Coronavirus Update: New York Yankees Provide Food, Supplies for Minor League Players

Minor League Baseball recently delayed the start of the 2020 season due to COVID-19 concerns. This [...]

Minor League Baseball recently delayed the start of the 2020 season due to COVID-19 concerns. This decision was made amid other leagues delaying or halting their seasons. With concerns about a continuing delay, the New York Yankees front office is trying to provide essential supplies to their minor league players.

Sr. Director of Player Development Kevin Reese, Senior Vice President and General Manager Brian Cashman, Director of Player Development Eric Schmit, and several other members of the player development staff recently made deliveries to minor league players. They handed out food, water, and other essential supplies in an effort to provide some relief amid the coronavirus outbreak. They weren't simply dropping supplies and leaving. Reese explained that he and the staff would remain on-site for as long as necessary to provide support for their players.

"Cash [Cashman], myself, some of our player development staff are out here at one of the team hotels just trying to get food, water ... trying to find some ways to make players' lives easier," Reese said.

The deliveries took place in Tampa, Florida. This is the home of the Tampa Tarpons, the Class-A affiliate of the New York Yankees. There were concerns about the minor league players affording necessary items while focusing on their health, and the Yankees wanted to prove that they are dedicated to remaining in town and providing assistance.

While the City of Tampa had not previously issued a stay-at-home order, the situation changed on Wednesday. Mayor Jane Castor said that she would put the order into place later in the day. Essential services will still be allowed, such as jogging, going to the pharmacy, and going to the grocery store. Additionally, Castor specified that social distancing will be critical.

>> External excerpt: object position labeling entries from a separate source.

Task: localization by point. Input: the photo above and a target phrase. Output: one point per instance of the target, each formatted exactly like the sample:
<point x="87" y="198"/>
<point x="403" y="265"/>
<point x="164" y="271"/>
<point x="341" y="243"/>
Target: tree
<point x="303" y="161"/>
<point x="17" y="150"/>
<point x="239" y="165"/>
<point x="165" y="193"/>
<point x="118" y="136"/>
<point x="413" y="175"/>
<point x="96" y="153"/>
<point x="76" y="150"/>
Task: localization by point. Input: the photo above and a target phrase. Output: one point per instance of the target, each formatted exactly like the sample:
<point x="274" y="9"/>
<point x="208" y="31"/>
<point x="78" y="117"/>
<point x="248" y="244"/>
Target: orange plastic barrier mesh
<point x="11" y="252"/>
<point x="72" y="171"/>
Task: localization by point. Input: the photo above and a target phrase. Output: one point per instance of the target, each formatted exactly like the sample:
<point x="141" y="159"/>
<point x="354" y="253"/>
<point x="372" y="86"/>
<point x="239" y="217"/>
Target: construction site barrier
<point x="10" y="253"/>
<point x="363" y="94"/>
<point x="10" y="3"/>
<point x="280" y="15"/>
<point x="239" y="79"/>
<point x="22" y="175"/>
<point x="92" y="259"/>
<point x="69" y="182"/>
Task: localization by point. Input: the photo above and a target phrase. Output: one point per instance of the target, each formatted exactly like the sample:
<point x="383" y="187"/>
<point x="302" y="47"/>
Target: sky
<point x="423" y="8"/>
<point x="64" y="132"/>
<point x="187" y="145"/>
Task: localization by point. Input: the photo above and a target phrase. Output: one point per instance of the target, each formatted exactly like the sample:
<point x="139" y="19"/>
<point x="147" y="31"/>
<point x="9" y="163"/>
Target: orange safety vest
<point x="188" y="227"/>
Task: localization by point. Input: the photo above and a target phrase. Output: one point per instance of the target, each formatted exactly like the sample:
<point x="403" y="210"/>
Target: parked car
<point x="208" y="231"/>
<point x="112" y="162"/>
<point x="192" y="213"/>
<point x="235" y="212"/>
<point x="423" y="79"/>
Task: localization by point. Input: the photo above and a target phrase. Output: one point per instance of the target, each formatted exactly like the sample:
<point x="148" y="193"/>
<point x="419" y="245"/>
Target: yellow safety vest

"Whatever it is that you're doing that allows you to have that 6-foot separation, it's going to be allowable," Castor said during an interview with FOX 13. "If you want to go to the pharmacy at midnight, you can. If you want to go out and walk, you can. All we're trying to do is get that social distancing [and ensure] you have that 6-foot separation. That has been the only step that has shown to flatten the curve."